“… DEAŞ’ın (IŞİD) 2104’te Kobani’ye yönelik saldırısından itibaren ABD’nin PKK’nın Suriye’deki uzantılarıyla birlikte hareket ettiği daha gözle görülür hale gelmiştir. ABD, DEAŞ’a karşı mücadeleyi öne sürerek YPG’ye ağır silahlar da olmak üzere çok sayıda silah teslimatı yaptı. ABD, YPG’nin hava kuvvetleri, YPG ise ABD’nin kara kuvvetleri haline geldi. ABD hükümetleri şu ana dek YPG’yi hem askeri, ekonomik ve diplomatik olarak doğrudan hem de Uluslararası Özgürlüğün Evlatları (Sons of Liberty International, SOLI) ve Yurtdışında İnsancıl Savunma (Humaniratarian Defense Abroad, HDA) adlı, ABD merkezli bazı ‘savaş vakıflarıyla desteklemektedir.”
Masamda Emniyet Genel Müdürlüğü’ne bağlı Polis Akademisi Başkanlığı’nca Haziran 2017’de hazırlanan “PKK’nın Bölgesel Terör Ağı Yapılanması” başlıklı 57 sayfadan oluşan rapor duruyor.

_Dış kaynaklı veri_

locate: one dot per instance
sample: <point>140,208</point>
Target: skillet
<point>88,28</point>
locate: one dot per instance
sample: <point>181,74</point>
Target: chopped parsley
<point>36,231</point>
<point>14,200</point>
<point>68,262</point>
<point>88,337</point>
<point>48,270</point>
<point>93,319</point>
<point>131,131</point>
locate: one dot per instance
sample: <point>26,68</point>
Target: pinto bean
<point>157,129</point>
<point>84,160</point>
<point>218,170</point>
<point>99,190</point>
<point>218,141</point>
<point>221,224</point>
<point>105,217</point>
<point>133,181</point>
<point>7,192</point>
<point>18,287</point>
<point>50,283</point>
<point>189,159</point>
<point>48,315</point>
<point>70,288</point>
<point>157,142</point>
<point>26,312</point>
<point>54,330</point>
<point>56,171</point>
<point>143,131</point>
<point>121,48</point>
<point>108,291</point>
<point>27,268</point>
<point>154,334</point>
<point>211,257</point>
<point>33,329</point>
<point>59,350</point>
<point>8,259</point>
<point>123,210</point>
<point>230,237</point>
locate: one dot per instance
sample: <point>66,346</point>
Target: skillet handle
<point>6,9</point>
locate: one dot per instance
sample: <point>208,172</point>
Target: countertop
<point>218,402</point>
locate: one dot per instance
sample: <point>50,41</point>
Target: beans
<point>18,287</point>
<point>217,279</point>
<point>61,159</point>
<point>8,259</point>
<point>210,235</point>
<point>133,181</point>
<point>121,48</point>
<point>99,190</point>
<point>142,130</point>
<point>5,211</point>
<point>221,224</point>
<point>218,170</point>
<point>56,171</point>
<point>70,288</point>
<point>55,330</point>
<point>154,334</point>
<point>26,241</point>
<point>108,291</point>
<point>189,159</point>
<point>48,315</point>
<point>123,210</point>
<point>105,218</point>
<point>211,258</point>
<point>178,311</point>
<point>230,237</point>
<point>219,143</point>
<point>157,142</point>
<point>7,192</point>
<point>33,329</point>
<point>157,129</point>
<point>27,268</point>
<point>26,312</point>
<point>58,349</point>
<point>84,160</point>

Daha önce okumuştum ve bir kez daha göz attım. 31’inci sayfada yapılan tespit önemli: “ABD, YPG’nin hava kuvvetleri, YPG ise ABD’nin kara kuvvetleri haline geldi.”
Bugün İsveç ve Finlandiya’nın NATO üyeliğine “PKK/YPG’ye destek verdikleri için hayır” diyen iktidarın NATO’nun “ağabeyi”...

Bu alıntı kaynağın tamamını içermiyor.